São retidas pelas malhas as compridas,
quantas expressam melhor o encantamento,
as que transformam em som cada emoção,
essas palavras que concretam vidas,
completando cada amor com seu cimento
e induzindo a própria lama à compaixão!
ALVARRAL VIII
Disse um filósofo que o melhor castigo (*)

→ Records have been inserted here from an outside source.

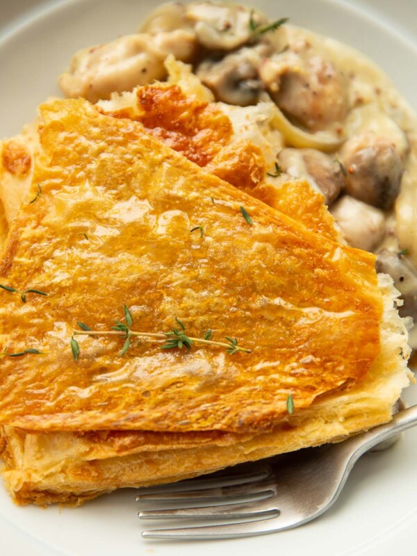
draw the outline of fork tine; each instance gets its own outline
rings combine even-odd
[[[174,482],[170,484],[161,484],[157,486],[143,489],[143,494],[138,495],[136,500],[144,500],[144,497],[148,496],[150,494],[197,491],[214,487],[231,486],[234,484],[247,484],[265,480],[269,478],[271,475],[272,471],[270,468],[267,467],[247,473],[236,473],[234,475],[225,475],[223,477],[207,477],[199,480],[191,479],[186,481]]]
[[[271,491],[272,494],[273,492]],[[243,504],[225,504],[206,507],[174,508],[145,510],[138,514],[140,519],[236,519],[279,516],[279,510],[269,496],[254,506],[252,502]]]
[[[144,539],[165,539],[178,541],[204,541],[214,539],[234,539],[238,537],[253,537],[281,530],[279,525],[281,519],[279,516],[272,515],[263,519],[254,521],[240,521],[227,525],[152,530],[142,531],[142,537]]]
[[[206,509],[213,506],[224,506],[227,507],[230,507],[231,505],[241,505],[243,503],[247,503],[250,502],[252,504],[254,502],[263,502],[263,500],[268,500],[268,498],[271,498],[272,496],[275,496],[275,492],[271,489],[268,489],[263,491],[257,491],[256,492],[253,492],[252,494],[249,493],[245,493],[243,494],[240,495],[234,495],[230,496],[211,496],[211,497],[202,497],[202,498],[197,498],[195,496],[189,497],[189,498],[184,498],[178,499],[179,501],[181,501],[181,504],[183,505],[181,508],[176,508],[176,510],[179,510],[179,512],[181,509],[188,508],[190,509],[189,507],[190,505],[191,507],[194,507],[196,503],[199,505],[204,505],[204,507]],[[145,500],[147,501],[147,500]],[[163,500],[161,500],[163,501]],[[166,500],[168,501],[167,500]],[[176,500],[170,500],[170,502],[175,502]],[[165,517],[170,518],[171,517],[171,514],[166,514],[166,512],[173,512],[173,509],[167,509],[165,508],[163,509],[157,509],[157,510],[142,510],[139,512],[138,515],[141,519],[152,519],[154,518],[163,518]],[[179,514],[178,514],[178,516]],[[186,515],[186,514],[184,514]],[[208,513],[206,514],[202,514],[202,515],[208,515]],[[176,517],[178,516],[177,515],[173,515],[172,516]],[[191,516],[190,513],[186,514],[187,516]]]
[[[248,498],[256,495],[263,496],[265,491],[273,491],[275,485],[270,481],[259,481],[259,482],[239,484],[236,486],[222,486],[215,489],[205,489],[201,491],[186,491],[185,492],[161,493],[161,494],[139,494],[136,496],[136,502],[141,503],[167,503],[188,502],[193,501],[200,503],[206,501],[223,501],[227,503],[227,499],[238,499],[239,497],[247,496]],[[243,501],[243,500],[240,500]]]

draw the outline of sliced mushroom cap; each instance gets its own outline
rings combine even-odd
[[[343,160],[347,170],[346,191],[364,203],[389,210],[400,193],[404,171],[398,152],[379,142],[361,149]]]
[[[240,106],[256,104],[264,90],[257,67],[262,57],[270,53],[268,44],[242,48],[220,61],[203,62],[197,70],[197,75],[211,89],[216,100]]]
[[[377,256],[375,268],[377,272],[389,274],[401,293],[404,304],[399,307],[400,315],[412,317],[417,322],[417,271],[407,257],[383,249]]]
[[[386,227],[382,211],[344,195],[330,211],[352,247],[373,251],[384,239]]]
[[[348,81],[320,56],[288,49],[265,60],[259,73],[278,107],[310,131],[341,122],[348,113]]]
[[[306,179],[324,195],[327,205],[338,197],[344,186],[340,165],[314,149],[283,149],[278,155],[278,164],[283,172]]]

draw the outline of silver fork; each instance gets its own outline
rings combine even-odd
[[[242,520],[237,523],[143,531],[147,539],[229,539],[298,527],[326,512],[353,466],[368,450],[417,424],[417,405],[393,420],[336,444],[304,448],[229,474],[142,489],[141,503],[176,507],[139,512],[140,519]]]

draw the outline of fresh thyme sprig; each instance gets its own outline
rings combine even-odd
[[[190,230],[190,232],[195,231],[195,230],[199,230],[200,231],[200,238],[202,238],[203,236],[204,235],[204,230],[203,227],[202,226],[195,226],[194,228],[191,228],[191,229]]]
[[[272,178],[277,178],[278,176],[280,176],[282,174],[282,170],[279,167],[279,165],[277,162],[275,163],[275,174],[270,174],[269,172],[266,172],[267,176],[270,176]]]
[[[226,351],[231,354],[234,354],[237,352],[243,352],[245,353],[252,353],[252,350],[248,350],[245,348],[241,348],[238,344],[236,338],[229,338],[225,336],[227,340],[227,343],[225,342],[215,342],[209,338],[211,336],[211,330],[208,329],[206,332],[204,338],[193,338],[188,336],[186,334],[186,327],[183,323],[175,317],[175,320],[179,327],[174,327],[169,332],[165,333],[154,333],[154,332],[139,332],[131,329],[133,323],[133,319],[131,313],[126,305],[124,305],[124,316],[126,318],[126,324],[121,322],[120,320],[115,320],[115,326],[111,327],[111,331],[101,331],[101,330],[91,330],[87,325],[83,322],[78,322],[77,324],[82,329],[82,330],[74,330],[72,333],[72,336],[70,341],[71,350],[72,351],[72,357],[75,361],[78,361],[80,348],[78,342],[75,339],[75,336],[92,336],[98,337],[99,336],[116,336],[122,338],[125,338],[126,341],[123,349],[122,350],[122,356],[124,355],[127,350],[130,347],[130,339],[132,336],[140,336],[142,338],[149,338],[155,340],[164,340],[165,343],[161,346],[161,350],[171,350],[178,348],[181,350],[183,347],[188,350],[191,349],[192,345],[195,343],[205,343],[210,345],[218,345],[221,348],[225,348]]]
[[[40,352],[39,350],[37,350],[35,348],[29,348],[28,350],[24,350],[22,352],[18,352],[17,353],[8,353],[7,352],[2,352],[0,353],[0,355],[6,355],[8,357],[20,357],[22,355],[26,355],[26,353],[42,354],[42,352]]]
[[[288,394],[287,396],[287,413],[290,415],[294,411],[294,400],[293,400],[293,396],[291,394]]]
[[[86,239],[86,240],[88,240],[88,241],[90,241],[90,238],[89,238],[89,237],[88,237],[88,235],[85,234],[85,231],[80,231],[80,232],[79,232],[79,234],[77,234],[76,235],[77,235],[77,236],[83,236],[85,238],[85,239]]]
[[[256,24],[254,19],[254,10],[252,10],[250,13],[250,17],[249,18],[249,28],[252,33],[255,33],[257,35],[263,35],[270,31],[276,31],[279,27],[281,27],[281,25],[284,25],[284,24],[286,23],[288,20],[288,17],[281,17],[280,19],[277,19],[273,23],[268,24],[267,25],[260,25]]]
[[[39,185],[39,183],[38,183],[38,191],[36,192],[36,195],[35,195],[35,198],[32,199],[32,200],[30,202],[29,204],[32,204],[33,203],[35,202],[35,201],[37,201],[41,193],[42,193],[42,188]]]
[[[253,226],[254,223],[252,222],[252,219],[250,218],[249,214],[247,213],[246,209],[244,208],[243,206],[240,206],[239,208],[240,209],[240,212],[242,213],[242,215],[243,215],[243,218],[245,218],[245,220],[246,220],[246,222],[248,224],[250,224],[251,226]]]
[[[24,303],[26,302],[26,293],[36,293],[38,295],[47,295],[48,294],[44,291],[41,291],[40,290],[33,290],[33,289],[28,289],[28,290],[18,290],[17,288],[13,288],[11,286],[4,286],[2,284],[0,284],[0,288],[2,290],[6,290],[6,291],[10,291],[12,293],[19,293],[20,294],[20,299],[23,301]]]

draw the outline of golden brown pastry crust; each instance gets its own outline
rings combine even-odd
[[[42,354],[3,357],[0,423],[259,433],[289,394],[297,410],[366,375],[382,314],[373,255],[202,173],[138,122],[81,100],[41,112],[29,198],[42,193],[15,221],[1,276],[48,296],[3,292],[0,325],[6,351]],[[136,329],[167,331],[177,316],[189,334],[236,335],[253,352],[143,341],[122,358],[120,341],[83,338],[74,361],[77,321],[108,329],[124,303]]]

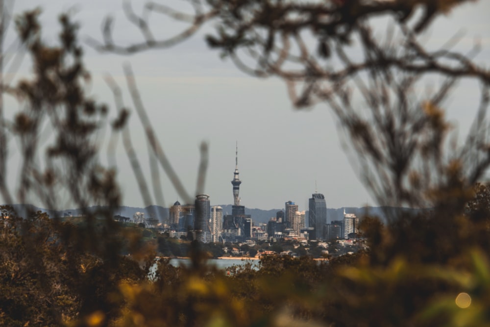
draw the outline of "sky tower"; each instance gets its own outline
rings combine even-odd
[[[240,198],[238,194],[240,191],[240,184],[242,181],[238,177],[238,142],[237,142],[237,151],[235,152],[235,173],[233,174],[233,180],[231,181],[231,184],[233,185],[233,199],[235,199],[234,205],[240,205]]]

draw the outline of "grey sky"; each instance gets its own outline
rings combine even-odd
[[[74,4],[79,4],[74,17],[80,23],[81,36],[100,39],[103,18],[112,13],[117,19],[116,41],[124,43],[141,40],[138,31],[124,19],[120,0],[36,2],[43,9],[43,34],[48,40],[54,42],[57,37],[57,15]],[[14,12],[32,5],[31,0],[18,0]],[[479,38],[483,50],[477,61],[488,67],[489,13],[490,1],[481,0],[438,18],[429,33],[428,45],[437,46],[463,28],[466,33],[459,48],[468,48],[475,37]],[[168,20],[159,19],[152,21],[156,34],[169,34],[178,27]],[[380,33],[385,28],[380,26]],[[92,93],[112,106],[115,115],[112,95],[102,77],[110,73],[126,90],[122,65],[130,62],[153,126],[191,193],[196,187],[199,144],[203,140],[209,143],[210,162],[205,189],[213,205],[232,202],[230,181],[235,168],[236,141],[243,181],[240,196],[242,204],[248,207],[282,208],[285,202],[291,200],[299,205],[300,210],[307,209],[308,198],[315,190],[315,181],[329,207],[361,206],[367,201],[376,204],[344,153],[336,123],[326,106],[301,110],[293,108],[281,81],[259,80],[245,75],[229,61],[220,59],[217,52],[208,49],[203,34],[171,49],[130,56],[101,54],[86,47],[85,61],[93,78]],[[11,40],[12,33],[9,37]],[[19,75],[25,75],[28,70],[24,65]],[[460,134],[465,133],[472,120],[477,88],[462,83],[448,104],[449,116]],[[127,105],[131,104],[127,93],[125,101]],[[147,147],[135,113],[132,115],[130,127],[144,168],[149,171]],[[118,152],[123,203],[142,206],[137,185],[120,144]],[[104,152],[102,158],[105,161]],[[11,163],[10,169],[15,171],[15,160]],[[149,178],[149,175],[147,176]],[[161,182],[165,201],[157,204],[169,206],[181,200],[166,177],[162,176]]]

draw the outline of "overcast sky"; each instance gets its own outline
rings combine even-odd
[[[82,37],[100,39],[101,22],[110,13],[117,19],[116,41],[124,43],[141,40],[138,31],[124,20],[120,0],[18,0],[14,13],[30,8],[34,2],[43,10],[43,34],[51,42],[56,41],[59,31],[57,15],[75,4],[78,5],[74,17],[80,23]],[[477,61],[488,67],[489,13],[490,1],[481,0],[439,18],[430,31],[427,44],[441,44],[462,29],[466,34],[460,48],[468,48],[475,38],[479,39],[483,50]],[[170,35],[179,27],[168,19],[156,18],[151,23],[157,35]],[[209,143],[205,192],[210,196],[212,205],[233,201],[230,181],[235,169],[236,141],[243,182],[240,196],[242,204],[247,207],[282,208],[285,202],[291,200],[299,205],[300,210],[307,210],[308,199],[315,191],[316,182],[328,207],[376,204],[359,181],[358,172],[353,168],[355,165],[349,162],[343,150],[335,119],[326,105],[306,110],[294,108],[282,82],[245,75],[208,49],[204,34],[170,49],[130,56],[100,54],[85,47],[85,61],[93,78],[91,94],[109,104],[112,115],[115,116],[112,96],[102,76],[110,74],[127,91],[122,64],[130,63],[153,126],[172,165],[192,194],[196,188],[199,145],[202,141]],[[11,32],[6,45],[13,38]],[[28,72],[24,65],[18,75]],[[448,105],[449,116],[461,134],[467,130],[474,116],[476,88],[462,83]],[[125,101],[131,104],[127,92]],[[130,125],[133,143],[147,172],[147,149],[137,118],[133,113]],[[123,204],[143,206],[121,145],[118,153]],[[105,152],[101,158],[106,162]],[[15,176],[16,160],[18,158],[11,160],[9,167],[12,176]],[[168,206],[182,199],[162,175],[164,201],[156,204]],[[149,174],[147,176],[149,178]]]

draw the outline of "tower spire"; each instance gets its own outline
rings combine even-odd
[[[231,184],[233,185],[233,199],[234,200],[234,205],[240,205],[240,198],[239,193],[240,191],[240,184],[242,181],[240,180],[238,176],[238,141],[237,141],[236,151],[235,152],[235,173],[233,174],[233,180],[231,181]]]

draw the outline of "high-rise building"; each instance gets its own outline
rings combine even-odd
[[[180,213],[182,212],[182,206],[180,205],[180,202],[175,201],[170,208],[170,224],[172,225],[176,226],[179,223],[179,217],[180,217]]]
[[[296,211],[294,213],[294,218],[293,220],[293,229],[296,233],[299,235],[301,230],[305,228],[305,216],[306,214],[305,211]]]
[[[233,173],[233,180],[231,181],[231,184],[233,185],[233,199],[234,200],[233,205],[239,206],[240,205],[239,193],[242,181],[238,177],[238,142],[237,142],[237,150],[235,152],[235,172]]]
[[[294,215],[298,211],[298,205],[295,204],[293,201],[288,201],[286,202],[286,227],[287,228],[293,228],[294,221]]]
[[[223,208],[219,205],[211,207],[211,241],[219,242],[223,220]]]
[[[196,218],[194,219],[194,230],[209,231],[209,196],[207,194],[198,194],[196,196],[195,203]]]
[[[325,240],[328,241],[340,240],[343,238],[343,222],[341,220],[334,220],[326,225],[326,237]]]
[[[323,194],[315,193],[309,199],[308,226],[314,228],[312,240],[323,240],[324,226],[327,224],[327,203]]]
[[[245,206],[240,205],[240,187],[242,183],[238,176],[238,145],[235,158],[235,172],[231,184],[233,185],[233,205],[231,214],[223,217],[223,238],[230,242],[241,242],[252,236],[252,219],[245,214]]]
[[[284,222],[285,219],[284,212],[282,210],[276,212],[276,221],[280,224],[282,224]]]
[[[349,238],[349,234],[353,233],[358,234],[359,219],[353,213],[345,213],[343,209],[343,237]]]

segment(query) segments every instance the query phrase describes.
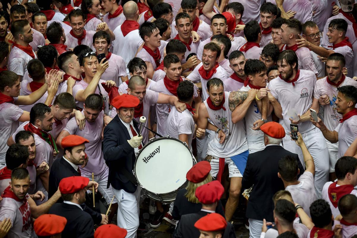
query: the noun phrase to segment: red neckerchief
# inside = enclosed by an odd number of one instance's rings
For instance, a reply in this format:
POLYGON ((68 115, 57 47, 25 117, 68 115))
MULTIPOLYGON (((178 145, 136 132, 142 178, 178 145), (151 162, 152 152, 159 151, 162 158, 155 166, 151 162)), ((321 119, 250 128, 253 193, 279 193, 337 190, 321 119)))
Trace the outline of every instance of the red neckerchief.
MULTIPOLYGON (((357 112, 357 109, 356 109, 357 112)), ((357 115, 357 114, 356 114, 357 115)), ((328 198, 332 205, 335 208, 337 207, 337 204, 340 199, 343 196, 346 194, 350 194, 353 190, 353 185, 341 185, 336 187, 337 182, 332 183, 329 186, 328 189, 327 194, 328 195, 328 198)))
POLYGON ((86 30, 84 29, 83 29, 83 34, 82 34, 82 36, 80 37, 77 37, 76 35, 74 34, 73 30, 71 30, 71 31, 69 32, 69 33, 71 34, 71 35, 78 40, 78 45, 82 44, 82 40, 86 38, 86 35, 87 34, 86 30))
POLYGON ((14 98, 0 93, 0 104, 4 103, 14 103, 14 98))
POLYGON ((297 72, 296 73, 296 75, 295 76, 295 78, 293 79, 291 81, 289 81, 288 80, 286 80, 284 79, 283 79, 282 77, 281 76, 281 74, 279 75, 279 77, 281 79, 282 79, 284 81, 285 81, 286 83, 291 83, 292 84, 293 86, 295 86, 295 84, 294 83, 295 82, 296 82, 297 81, 297 79, 299 78, 299 76, 300 76, 300 70, 298 69, 297 72))
POLYGON ((333 238, 334 236, 335 232, 332 230, 318 228, 315 226, 310 231, 310 238, 315 237, 333 238))
POLYGON ((145 11, 150 10, 150 9, 147 6, 145 5, 145 4, 141 3, 140 1, 136 4, 137 5, 137 8, 139 9, 139 14, 141 14, 145 11))
POLYGON ((353 49, 352 46, 352 44, 351 44, 351 43, 350 42, 350 41, 348 40, 348 38, 347 36, 345 36, 345 39, 343 39, 343 40, 340 43, 338 43, 337 44, 333 44, 332 46, 329 46, 327 47, 332 48, 334 50, 336 48, 342 47, 346 45, 352 49, 352 50, 353 51, 353 49))
POLYGON ((239 50, 243 52, 245 52, 247 51, 248 50, 250 49, 251 48, 255 46, 257 46, 258 47, 260 47, 260 46, 259 45, 259 44, 257 43, 256 43, 255 42, 247 42, 245 43, 243 46, 241 47, 241 48, 239 49, 239 50))
POLYGON ((53 10, 41 10, 40 11, 46 15, 47 21, 52 20, 53 16, 55 15, 55 11, 53 10))
POLYGON ((165 77, 164 78, 164 84, 165 85, 166 88, 169 90, 169 91, 172 93, 173 95, 175 95, 176 96, 177 96, 177 87, 178 86, 178 84, 180 84, 180 82, 182 82, 183 81, 183 80, 181 78, 181 76, 178 80, 177 81, 173 81, 170 80, 167 78, 167 76, 165 75, 165 77))
POLYGON ((67 45, 64 44, 52 44, 50 43, 49 44, 55 46, 58 54, 60 55, 67 51, 67 45))
POLYGON ((357 108, 353 108, 352 111, 350 111, 343 116, 342 118, 340 119, 340 122, 342 123, 351 116, 356 115, 357 115, 357 108))
POLYGON ((259 23, 259 25, 260 26, 260 29, 262 30, 262 34, 267 35, 271 33, 271 26, 270 26, 266 29, 263 29, 263 26, 262 26, 262 23, 259 23))
POLYGON ((12 48, 14 48, 15 46, 16 46, 31 56, 32 59, 35 59, 35 53, 34 53, 34 51, 32 50, 32 47, 30 44, 29 44, 27 46, 24 46, 14 42, 14 44, 12 44, 12 48))
POLYGON ((6 166, 5 166, 0 170, 0 180, 11 178, 11 170, 8 169, 6 166))
POLYGON ((125 37, 129 32, 139 29, 139 23, 135 21, 125 20, 121 24, 120 29, 123 35, 125 37))
POLYGON ((142 46, 142 48, 149 53, 149 55, 151 56, 151 57, 154 58, 154 60, 156 64, 156 66, 159 66, 159 65, 160 64, 160 60, 161 59, 161 54, 160 54, 160 51, 159 50, 159 48, 156 48, 156 53, 154 53, 151 49, 146 45, 144 45, 142 46))
POLYGON ((205 79, 208 80, 212 78, 212 75, 217 71, 217 68, 220 65, 218 64, 218 62, 216 62, 216 65, 215 65, 215 66, 210 70, 207 71, 203 69, 203 65, 202 65, 202 66, 198 69, 198 73, 200 73, 200 75, 201 76, 201 77, 205 79))
POLYGON ((115 10, 115 11, 114 12, 114 13, 113 14, 109 14, 109 15, 108 15, 108 19, 111 19, 116 18, 120 15, 122 12, 123 7, 121 6, 121 5, 119 5, 117 9, 115 10))
POLYGON ((162 62, 161 62, 161 63, 159 65, 159 66, 156 67, 156 68, 155 69, 155 71, 156 70, 158 70, 159 69, 164 71, 164 60, 162 60, 162 62))
POLYGON ((55 139, 53 138, 52 135, 47 132, 45 132, 43 130, 36 128, 32 123, 29 123, 24 127, 24 129, 25 130, 36 134, 51 145, 51 147, 52 148, 52 150, 54 151, 55 151, 57 152, 58 152, 58 150, 57 149, 57 146, 56 144, 55 139))
POLYGON ((190 42, 188 42, 188 44, 186 43, 185 41, 182 41, 181 40, 181 39, 180 39, 180 36, 178 36, 178 34, 177 34, 177 35, 176 35, 176 36, 175 36, 175 38, 174 38, 174 39, 175 39, 175 40, 178 40, 180 41, 181 41, 181 42, 182 42, 182 43, 183 43, 183 44, 186 46, 186 48, 187 48, 187 49, 188 50, 188 51, 191 51, 191 47, 190 46, 190 45, 191 44, 192 44, 192 37, 191 37, 191 36, 190 36, 190 42))
POLYGON ((35 81, 31 81, 29 83, 29 84, 30 85, 30 88, 31 89, 31 91, 32 92, 34 92, 36 90, 39 89, 44 84, 43 83, 39 83, 38 82, 35 82, 35 81))
POLYGON ((223 100, 222 100, 222 102, 221 103, 221 104, 219 106, 216 106, 213 104, 213 103, 211 100, 211 98, 208 97, 207 98, 207 105, 208 105, 208 107, 210 108, 212 110, 215 110, 216 111, 217 110, 219 110, 221 108, 224 110, 225 111, 226 110, 226 108, 223 106, 223 105, 224 105, 225 101, 226 101, 225 96, 224 94, 223 94, 223 100))
POLYGON ((238 76, 238 75, 237 75, 237 74, 236 74, 236 73, 233 73, 233 74, 232 74, 232 75, 231 75, 230 77, 232 79, 234 79, 237 82, 239 82, 240 83, 244 83, 244 81, 245 81, 245 80, 242 79, 241 78, 239 77, 239 76, 238 76))
POLYGON ((327 76, 326 78, 326 81, 327 81, 329 84, 331 85, 333 85, 333 86, 336 86, 336 87, 338 87, 340 86, 340 85, 343 83, 343 81, 345 81, 345 79, 346 78, 346 76, 345 76, 345 75, 343 74, 342 74, 342 76, 341 77, 341 79, 340 80, 338 83, 336 83, 332 82, 332 81, 330 81, 330 79, 328 78, 328 76, 327 76))
POLYGON ((65 81, 66 80, 68 79, 68 78, 70 77, 72 77, 72 78, 75 80, 76 81, 80 81, 82 80, 82 79, 81 78, 77 79, 74 76, 72 76, 71 75, 65 74, 64 75, 63 75, 63 81, 65 81))
POLYGON ((292 50, 294 52, 295 51, 296 51, 296 50, 297 50, 298 49, 298 48, 297 48, 297 45, 296 44, 295 44, 295 45, 293 45, 291 46, 287 46, 287 45, 286 46, 285 46, 285 50, 292 50))
POLYGON ((59 10, 60 12, 68 15, 74 9, 73 8, 73 7, 72 6, 70 3, 66 6, 62 6, 61 8, 60 8, 58 10, 59 10))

seria dar ao povo exatamente
o que afirmam desejar frequentemente:
cada desejo novo e cada antigo!...
(*) Philipp Mainländer.
Aos mais compridos desejos dar abrigo,
roupas bonitas e a bebida ardcnte,
as boas comidas e o sexo frequente,
aparelhos e automóveis ter consigo,
que um dia descobrem serem tais vontades
bem o oposto do almejado dom de Midas:
o ouro virado em palha por Sadim!...
E só então perceberiam as ansiedades
reais, bem lá no fundo de suas vidas,
para ao presente dar mais valor assim!...
ALVARRAL IX
Hoje de novo, essa questão social
retoma nova voga, tal qual foi
nos tempos de Mainländer, como sói
estar em moda sempre esse fanal.
Que se demonstre compaixão é natural,
mas o moinho da vida o tempo rói
vem a velhice cedo ou tarde – e dói!
Não se pode querer ser sempre igual.
Assim sempre persistem as diferenças;
algum nasceu já no berço em deficiência,
outros dotados de todos os favores
e é inútil contrariar as velhas crenças:
sempre haverá alguém com impotência
e sempre alguém alcançará novos amores!
ALVARRAL X
Onde quer que se implantou o comunismo,
logo a seguir, surgiu um alvarral:
foi peneirando assaz depressa o ideal
que permitira a imposição do populismo,
que uma rápida nobreza, em puro egoísmo,
se foi formando, em processo natural,
o povo a continuar no estado igual
ou pior mesmo, por mais paternalismo
que fosse oferecido pelo Estado,
que bem depressa se tornou em tirania
e suas benesses se foram corroendo,
nessa penúria (que foi o mingau passado),
cada vez menos riqueza do que havia...
E o desigual seguiu prevalecendo!...
ALVARRAL XI
Pois se metade recebe assim, de graça
aquilo que extraíram da metade,
será a tendência normal da humanidade
não querer mais trabalhar, só por pirraça!
Não que o elogio do atual mundo se faça:
toda riqueza acumulada, na verdade,
sempre foi recolhida, sem bondade,
pelo esforço de muitos em desgraça...
Sinceramente, em nossa sociedade,
bem pouco adianta ao pobre se esforçar,
se for honesto, o operário não é rico,
por mais que ele trabalhe à saciedade,
mas só quando consegue retirar
o alpiste alheio para o próprio bico!
ALVARRAL XII
E assim sempre será: essa peneira
irá durar enquanto o mundo é mundo;
quem alega professar ideal profundo
não passa de um hipócrita sem beira,
que almeja para si riqueza inteira,
empanturrar-se até ficar rotundo,
trazer a si todo o gozo rubicundo,
usando o povo somente como esteira!
Meu alvarral, assim, é carta aberta:
que a leia quem quiser; pouco me dá,
porque esse mundo não mudará em nada.
E só descrevo a minha carreira incerta.
E a ti ajudarei, irmão, enquanto há,
em minha peneira, uma esperança alada!